Suppose a student carrying a flu virus returns to an isolated college campus of 1000 students. If it is assumed that the rate at which the virus spreads is proportional not only to the number x of infected students but also to the number of students not infected, and assume that no one leaves the campus throughout the duration of the disease, determine the number of infected students after 6 days if it is further observed that after 4 days x(4) = 50.

Answer 1

Solution

determine the number of infected students after 6 days

x is the number of infected students among 100 student then (1000-x) is the number of student that are not infected since, the rate of the virus spreads is proportional not only to the number x but also the number of students not infected.

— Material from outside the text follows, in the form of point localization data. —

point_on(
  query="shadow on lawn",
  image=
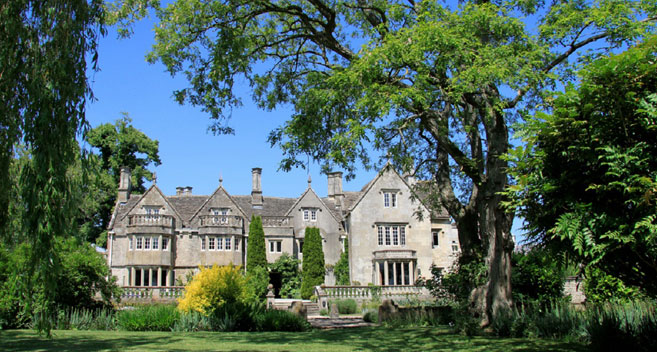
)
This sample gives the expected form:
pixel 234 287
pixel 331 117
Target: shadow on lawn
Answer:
pixel 369 338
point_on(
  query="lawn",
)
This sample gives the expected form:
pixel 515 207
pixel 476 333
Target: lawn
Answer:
pixel 357 339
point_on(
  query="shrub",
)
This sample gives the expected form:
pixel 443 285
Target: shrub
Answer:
pixel 371 316
pixel 148 318
pixel 313 262
pixel 346 306
pixel 288 267
pixel 214 287
pixel 256 255
pixel 192 321
pixel 257 281
pixel 280 320
pixel 629 326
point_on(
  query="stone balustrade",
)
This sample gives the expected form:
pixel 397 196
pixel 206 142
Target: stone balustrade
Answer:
pixel 221 221
pixel 153 293
pixel 275 221
pixel 364 293
pixel 150 220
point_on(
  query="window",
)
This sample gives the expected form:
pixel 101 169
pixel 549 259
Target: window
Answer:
pixel 274 246
pixel 390 199
pixel 152 213
pixel 391 235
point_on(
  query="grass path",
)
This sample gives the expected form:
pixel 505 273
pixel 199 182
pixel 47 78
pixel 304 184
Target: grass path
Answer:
pixel 358 339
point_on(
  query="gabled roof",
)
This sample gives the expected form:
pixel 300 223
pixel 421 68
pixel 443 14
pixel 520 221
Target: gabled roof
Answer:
pixel 219 190
pixel 310 190
pixel 153 188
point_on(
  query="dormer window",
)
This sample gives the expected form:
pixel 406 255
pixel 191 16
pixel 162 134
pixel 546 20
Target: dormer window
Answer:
pixel 152 212
pixel 389 199
pixel 220 215
pixel 310 214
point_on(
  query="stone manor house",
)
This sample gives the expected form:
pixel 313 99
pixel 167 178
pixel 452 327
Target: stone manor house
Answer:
pixel 156 240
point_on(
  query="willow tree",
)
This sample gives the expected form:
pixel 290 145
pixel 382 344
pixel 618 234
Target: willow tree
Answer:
pixel 433 86
pixel 44 47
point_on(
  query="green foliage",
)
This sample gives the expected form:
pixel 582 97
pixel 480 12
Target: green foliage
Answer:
pixel 281 320
pixel 433 87
pixel 346 306
pixel 600 287
pixel 257 281
pixel 313 262
pixel 82 273
pixel 536 276
pixel 148 318
pixel 119 145
pixel 288 267
pixel 588 175
pixel 256 255
pixel 342 266
pixel 44 89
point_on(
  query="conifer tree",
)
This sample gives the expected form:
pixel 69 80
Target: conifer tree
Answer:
pixel 313 262
pixel 255 255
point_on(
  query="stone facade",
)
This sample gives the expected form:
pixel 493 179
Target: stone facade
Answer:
pixel 157 240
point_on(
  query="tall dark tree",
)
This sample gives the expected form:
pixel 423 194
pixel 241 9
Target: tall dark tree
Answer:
pixel 312 267
pixel 119 144
pixel 587 180
pixel 44 46
pixel 256 256
pixel 433 86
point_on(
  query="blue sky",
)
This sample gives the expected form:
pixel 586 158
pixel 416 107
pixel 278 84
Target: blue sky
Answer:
pixel 190 155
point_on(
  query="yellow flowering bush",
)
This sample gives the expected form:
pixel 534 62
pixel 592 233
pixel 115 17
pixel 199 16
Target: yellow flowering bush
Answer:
pixel 212 288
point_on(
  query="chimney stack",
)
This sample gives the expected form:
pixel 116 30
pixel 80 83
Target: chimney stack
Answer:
pixel 335 188
pixel 256 189
pixel 124 185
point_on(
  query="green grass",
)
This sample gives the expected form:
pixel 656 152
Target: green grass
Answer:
pixel 360 339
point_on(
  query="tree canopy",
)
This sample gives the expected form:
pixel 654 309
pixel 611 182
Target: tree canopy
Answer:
pixel 44 46
pixel 432 86
pixel 119 144
pixel 587 177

\( \therefore\hspace{5mm}\frac{dx}{dt}=kx(100-x) \) (k is constant)

\( \implies \frac{1}{k}\frac{dx}{x(100-x)}=dt \)

\( \implies \frac{1}{1000k}\Big(\frac{1}{x}+\frac{1}{1000-x}\Big)dx=dt \)

\( \implies \frac{1}{1000k}\int\Big(\frac{1}{x}+\frac{1}{1000-x}\Big)dx=\int dt \)

\( \implies \frac{1}{1000k}ln\Big|\frac{x}{1000-x}\Big|=t+C_1,\quad C_1\in \mathbb{R} \)

\( \implies ln\Big|\frac{x}{1000-x}\Big|=1000kt+1000kC_1 \)

\( \implies \Big|\frac{x}{1000-x}\Big|=e^{1000kt+1000kC_1} \)

\( \implies \frac{x}{1000-x}=Ce^{1000kt}\quad \)we know that x(0)=1

\( \implies \frac{1}{1000-1}=C\implies C=\frac{1}{999} \)

Then \( 999x=1000e^{kt}-xe^{1000kt} \)

\( \iff x(999+e^{1000kt})=1000e^{1000kt}\implies x=\frac{1000e^{1000kt}}{999+e^{1000kt}} \)

Since, x(4)=50\( \implies 50=\frac{1000e^{4000k}}{999+e^{4000k}} \)

\( \iff 50=\frac{1000}{999e^{-4000k}+1} \)

\( \iff 49950e^{-4000k}+50=1000\implies e^{-4000k}=\frac{950}{49950} \)

\( \implies -4000k=ln\Big(\frac{950}{49950}\Big) \)

\( \implies k=\frac{-3.96}{-4000}=0.00099 \implies x(t)=\frac{1000e^{0.99t}}{999+e^{0.99t}} \)

Then \( x(6)=\frac{1000e^{0.99\times 6}}{999+e^{0.99\times 6}}=275.63\approx 276 \)

Therefore. 276  students will be infected after 6 day.